The moon, Jupiter and Spica gather for a pretty grouping on Tuesday night, March 14. About three outstretched fists to their upper left, you’ll also see the bright, orange-red star Arcturus in the constellation Bootes. Created with Stellarium

After a busy weekend watching moonrises and lunar halos a guy needs a break. Today we catch our breath, astronomically speaking, so we can prepare for an exciting moon-star-planet conjunction and the return of Mercury on Tuesday.

We’re now on UUT, universally unwanted time, better known as daylight saving time.  Studies have shown that DST doesn’t save energy, and no one I know likes getting up an hour earlier or remembering they have 13 clocks to change including the dreaded car clock. Some of us have fuzzier feelings about getting the hour back in November, but I think most would be happier to be rid of it altogether.

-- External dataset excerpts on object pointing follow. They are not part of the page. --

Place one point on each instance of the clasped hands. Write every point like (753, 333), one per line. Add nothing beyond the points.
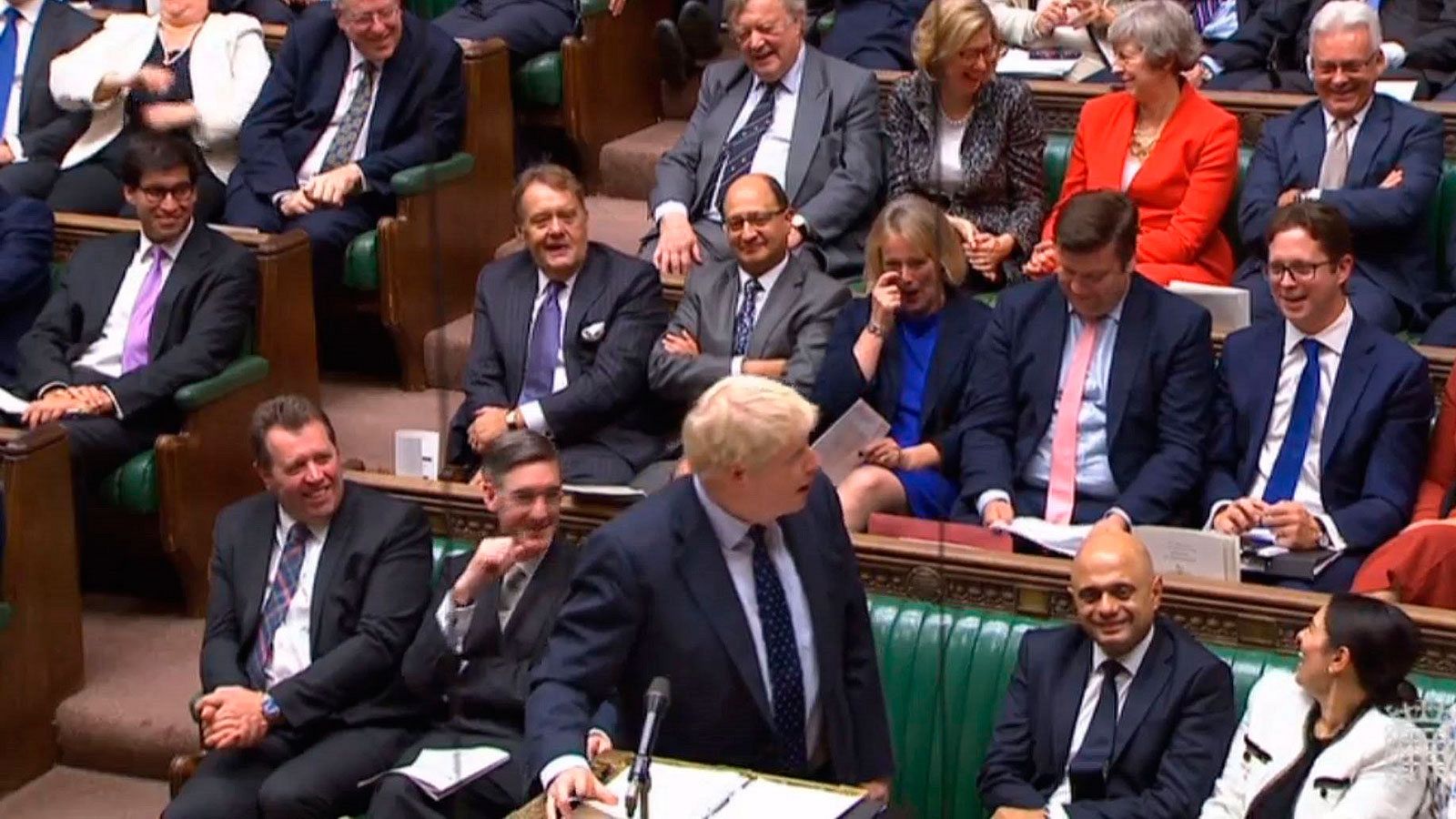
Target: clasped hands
(62, 401)
(325, 189)
(232, 716)
(1293, 526)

Mercury returns to the evening sky just as Venus prepares to leave it. Look for the two planets one fist apart Tuesday evening low in the west after sundown. They’ll be closest together (about 8 degrees) on the Saturday the 18th and about level with each other. Created with Stellarium

Let me give you an example of why the time change can be difficult on skywatchers. Tuesday evening (March 14) there’s a sweet alignment of the waning gibbous moon, Jupiter and Virgo’s brightest star, Spica. They’ll form an attractive and eye-catching triangle in the eastern sky when they clear the horizon after about 10:30 p.m. Were it not for daylight time, the trio would be easy to see around 9:30 p.m. and accessible to many more observers.

But no. Because we advanced our clocks an hour forward, this pretty sight comes up around 10:30, when many of us will be standing in the bathroom brushing our teeth before turning in. Still, I hope you go out to see it 🙂

As Venus approaches conjunction with the sun on March 25, it’s becoming a very thin crescent. A pair of carefully-focused 7x to 10x binoculars will show the shape. Try it – you’ll be amazed. Credit: John Chumack

Yet another event happens tomorrow that’s easier on the sleep schedule. We talked recently about Venus slowly then more suddenly dropping back toward the sun in the evening sky. Lo and behold, just as Venus departs, we get a substitute planet! Mercury rises up in the western sky and puts in one of its best appearances of the year beginning this week and continuing into the first week of April.

Currently as bright as Sirius (the brightest star), Mercury should quickly become fairly easy to see as the week wears on. To be sure you see it, find a spot with a wide open view of the western horizon and start looking for the two planets about a half hour after sunset.